Übergriffe beim KFC Uerdingen: Das geht zu weit - ein Kommentar

Übergriffe auf KFC-Spieler : Liebe Fans, das geht zu weit!

Spieler des KFC Uerdingen sind nach der Drittligapartie in Jena von den eigenen Fans übel angegangen worden. In die Kurve zu gehen, das macht kurz nach dem Spiel überhaupt keinen Sinn, findet unser Autor.

Der Fußball wird immer skurriler. Unvergessen ist der Bußgang von Domenico Tedesco in die Schalker Fankurve, sein Gang nach Canossa. Dort ließ er in einem Anflug von Masochismus alle Beschimpfungen und Beleidigungen über sich tapfer ergehen. Auch die Spieler des KFC Uerdingen gingen nach dem Spiel in Jena in die Fankurve. Auch sie wurden – von einigen wenigen – übelst attackiert. Die grundsätzliche Frage lautet: Ist es sinnvoll, nach dem Spiel in die Kurve zu gehen? Nein! Weil ein konstruktives Gespräch unmittelbar nach dem Schlusspfiff aufgrund der großen Emotionalität kaum möglich ist. Weil es nicht auszuschließen ist, dass unter Hunderten Vernünftigen einige wenige sind, die Enttäuschung, Wut und Aggressionen nicht steuern können. Weil die Spieler sich nicht nach jedem Spiel rechtfertigen müssen. Weil sie vor körperlichen und verbalen Übergriffen geschützt werden müssen. Also: In Richtung Kurve gehen und als Dankeschön für die Unterstützung winken, reicht vollkommen.

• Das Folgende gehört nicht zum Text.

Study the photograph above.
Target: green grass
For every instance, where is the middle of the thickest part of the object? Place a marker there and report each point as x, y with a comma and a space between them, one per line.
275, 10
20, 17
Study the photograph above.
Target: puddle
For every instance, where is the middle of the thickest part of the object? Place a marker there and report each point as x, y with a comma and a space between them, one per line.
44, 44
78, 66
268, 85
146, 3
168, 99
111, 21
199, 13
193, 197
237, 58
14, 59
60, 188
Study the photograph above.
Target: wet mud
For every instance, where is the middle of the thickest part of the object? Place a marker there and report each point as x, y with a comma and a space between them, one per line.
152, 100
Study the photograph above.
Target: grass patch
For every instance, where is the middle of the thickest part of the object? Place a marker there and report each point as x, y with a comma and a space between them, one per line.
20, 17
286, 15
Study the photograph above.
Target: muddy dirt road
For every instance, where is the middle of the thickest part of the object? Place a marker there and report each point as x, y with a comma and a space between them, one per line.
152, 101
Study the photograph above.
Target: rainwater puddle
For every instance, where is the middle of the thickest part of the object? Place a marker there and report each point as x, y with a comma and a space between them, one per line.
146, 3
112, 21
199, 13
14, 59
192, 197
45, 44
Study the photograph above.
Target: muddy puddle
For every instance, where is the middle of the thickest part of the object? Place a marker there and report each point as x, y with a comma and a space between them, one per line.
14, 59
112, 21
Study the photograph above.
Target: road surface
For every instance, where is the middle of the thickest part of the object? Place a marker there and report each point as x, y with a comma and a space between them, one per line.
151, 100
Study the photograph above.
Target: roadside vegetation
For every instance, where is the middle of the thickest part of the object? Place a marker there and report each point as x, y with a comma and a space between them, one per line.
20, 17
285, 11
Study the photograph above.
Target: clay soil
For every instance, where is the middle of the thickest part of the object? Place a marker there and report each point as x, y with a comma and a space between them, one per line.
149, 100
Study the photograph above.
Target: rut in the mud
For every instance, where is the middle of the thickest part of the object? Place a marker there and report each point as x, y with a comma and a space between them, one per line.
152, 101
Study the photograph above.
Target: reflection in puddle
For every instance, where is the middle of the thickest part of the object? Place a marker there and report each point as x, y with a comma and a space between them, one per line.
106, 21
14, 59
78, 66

In Jena gab es ein noch weiter gehendes Schauspiel. Kurz vor dem Spiel wurde das Tor der Kurve geöffnet und etwa 40, 50 Fans stellten sich vor die Mannschaft und schworen sie auf die Begegnung ein. Es sei dahin gestellt, ob dies ermutigend oder angsteinflößend war – das geht nicht. Demnächst halten Fan-Vertreter noch die Halbzeitansprache. Sollten die Vereine das nicht in den Griff bekommen, muss der DFB helfen. Bei allem Respekt vor den Fans: Das geht deutlich zu weit.